A Madman in a Cell
“It’s lonely in a cold, dark, desolate cell, don’t you think? They all say I’m insane, delusional, or, my personal favorite, a madman!” He started cackling. “Now I know we haven’t known each other very long, but you don’t really believe that, right?” There was no response. He started screaming, “ANSWER ME! DO YOU THINK I’M CRAZY? DO YOU? DO YOU THINK I AM A MADMAN?” He was cackling, but he stopped and stared at his stagnant friend. But only a second later he laughed wildly again as he told his idle buddy, “I remember now, walls don’t talk! Silly, silly me!” And the wall gave him no response.

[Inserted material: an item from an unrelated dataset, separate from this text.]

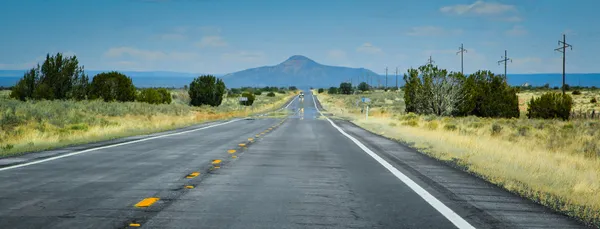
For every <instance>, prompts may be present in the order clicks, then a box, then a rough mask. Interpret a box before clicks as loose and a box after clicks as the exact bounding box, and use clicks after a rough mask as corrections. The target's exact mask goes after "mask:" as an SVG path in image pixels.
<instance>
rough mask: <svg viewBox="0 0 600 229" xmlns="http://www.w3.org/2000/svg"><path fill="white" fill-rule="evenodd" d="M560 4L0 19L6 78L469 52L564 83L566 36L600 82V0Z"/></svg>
mask: <svg viewBox="0 0 600 229" xmlns="http://www.w3.org/2000/svg"><path fill="white" fill-rule="evenodd" d="M551 2H553V1H545V2H544V3H543V4H541V3H539V2H536V1H518V0H498V1H475V0H451V1H444V2H439V1H436V2H433V1H384V0H380V1H353V2H352V4H348V2H347V1H338V0H332V1H269V0H257V1H189V0H186V1H184V0H160V1H157V0H152V1H149V0H127V1H121V0H107V1H52V2H48V1H42V0H25V1H5V2H2V3H0V6H1V7H0V21H7V22H8V21H10V22H11V23H3V24H0V30H1V31H3V33H2V40H3V42H2V43H0V50H3V55H2V56H0V69H28V68H31V67H33V66H35V64H36V63H39V62H41V61H43V59H44V57H45V55H46V54H47V53H51V54H52V53H56V52H63V53H65V54H67V55H69V54H71V55H72V54H76V55H77V57H78V58H79V60H80V63H81V64H82V65H84V66H86V67H87V68H89V69H100V70H120V71H175V72H194V73H196V72H199V73H204V72H206V73H219V74H227V73H232V72H237V71H241V70H245V69H249V68H253V67H260V66H269V65H275V64H278V63H280V62H281V61H283V60H285V59H286V58H288V57H289V56H292V55H304V56H307V57H309V58H311V59H313V60H315V61H317V62H319V63H321V64H324V65H330V66H344V67H352V68H360V67H364V68H367V69H370V70H372V71H374V72H376V73H378V74H384V73H385V68H386V67H388V69H390V71H395V68H396V67H398V68H399V69H400V71H401V72H404V71H405V70H406V69H408V68H410V67H417V66H419V65H422V64H424V63H426V62H427V58H428V57H429V56H430V55H431V56H433V59H434V61H435V63H436V64H438V65H439V66H440V67H443V68H446V69H448V70H451V71H458V70H460V56H458V55H456V52H457V51H458V47H459V46H460V45H461V43H463V44H464V47H465V49H467V50H468V52H467V53H465V56H464V60H465V64H464V67H465V72H474V71H476V70H478V69H489V70H492V71H494V72H501V71H503V66H501V65H498V63H497V61H498V60H500V59H501V56H503V55H504V50H508V57H510V58H512V60H513V61H512V62H511V63H509V66H508V68H509V71H510V72H514V73H523V74H527V73H560V72H562V60H561V58H562V55H561V54H560V53H559V52H556V51H554V49H555V48H557V47H558V43H557V42H558V40H559V39H562V34H563V33H566V34H567V43H570V44H572V45H573V50H572V51H571V50H568V52H567V72H569V73H592V72H600V67H598V65H597V64H596V63H595V61H594V60H595V56H596V55H597V53H600V40H598V39H597V37H599V36H600V28H598V27H594V26H589V25H590V23H591V24H594V22H598V21H599V20H600V19H599V18H598V17H596V16H595V15H596V12H595V11H596V9H597V8H598V7H600V2H599V1H594V0H582V1H577V3H576V4H558V2H557V4H551ZM48 9H52V10H48ZM81 9H86V10H81ZM22 12H28V14H27V15H28V16H27V17H23V16H22ZM224 12H227V13H224ZM157 15H158V16H157ZM556 15H561V17H563V18H561V19H560V20H557V19H556ZM15 18H18V19H19V20H14V19H15ZM407 18H408V20H407ZM57 24H60V25H61V26H60V27H57V26H56V25H57Z"/></svg>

In a sudden moment he stopped laughing. He sat pale and unmoving, cold and dismal, and most of all, completely insane. He thought back to what he’d done, who he’d hurt. He remember going to a park and seeing dumb, gullible children singing one of their little lullabies. He began to laugh again as he said out loud, “Yes, Mary had a little lamb.” He giggled a little. “A perfect lamb to slaughter.” His insane laughing continued, until he fell completely silent on a moments notice again.
He began to sing Mary Had a Little Lamb, but a rendition you would never hear form a child’s lips. “I have killed so many things, many things, many things. I have killed so many things, like children in a park!” He began to cackle wildly, and that laugh was the sound of evil. He continued his song through his laughing. “I have held many things in my hands, dying things, no one understands.” His face fell pale again, and he was nothing more than a man awaiting death.
“I have held many things in my hands, and I have lost them all.”